Abstract

While intracytoplasic sperm injection (ICSI) reduces the rare event of failed fertilization among couples with unexplained infertility, it is unclear as to whether it improves fertilization and pregnancy rates compared to conventional fertilization. To compare the fertilization, implantation, and pregnancy rates following ICSI versus conventional insemination in couples with unexplained infertility. This was a retrospective cohort study of women with a diagnosis of unexplained infertility undergoing autologous in vitro fertilization (IVF) with an antagonist. The cohort included 3,281 fresh antagonist IVF cycles performed between January 1, 2013 and December 31, 2015 at 14 clinics in the IntegraMed Fertility Network.

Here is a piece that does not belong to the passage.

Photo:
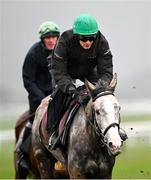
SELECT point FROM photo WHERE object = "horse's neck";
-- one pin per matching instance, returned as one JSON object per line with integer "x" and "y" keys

Fertilization method was determined from the treatment plan. Fertilization, implantation, and pregnancy rates were compared using Student T-test an Chi-square analysis where appropriate Subsequent binomial regression models were constructed to determine the probability of ultrasound confirmed pregnancy adjusting for age, nulligravidity, history of prior IVF, race (White: yes/no), and using a cluster term for each clinic. Women prescribed ICSI (N=1879) tended to be older (34.8 ± 3.85 years versus 34.3 ± 3.78), were more likely to be white (68% versus 61%), were less likely to be nulligravid (46% versus 50%), and more likely to have done a prior IVF cycle (39% versus 26%) compared to women prescribed conventional fertilization. The fertilization, implantation and pregnancy rates for ICSI fertilization was significantly lower when compared to conventional fertilization (Table 1). Compared to conventional insemination, ICSI reduced the probability of pregnancy by 10% (relative risk [RR] 0.90 [95% CI 0.82 – 0.99]) in unadjusted and adjusted models (RR 0.91 [95% CI 0.83 – 0.99]). For patients with unexplained Infertility undergoing an antagonist IVF cycle, ICSI significantly reduces fertilization, pregnancy, and implantation rates compared to conventional fertilization.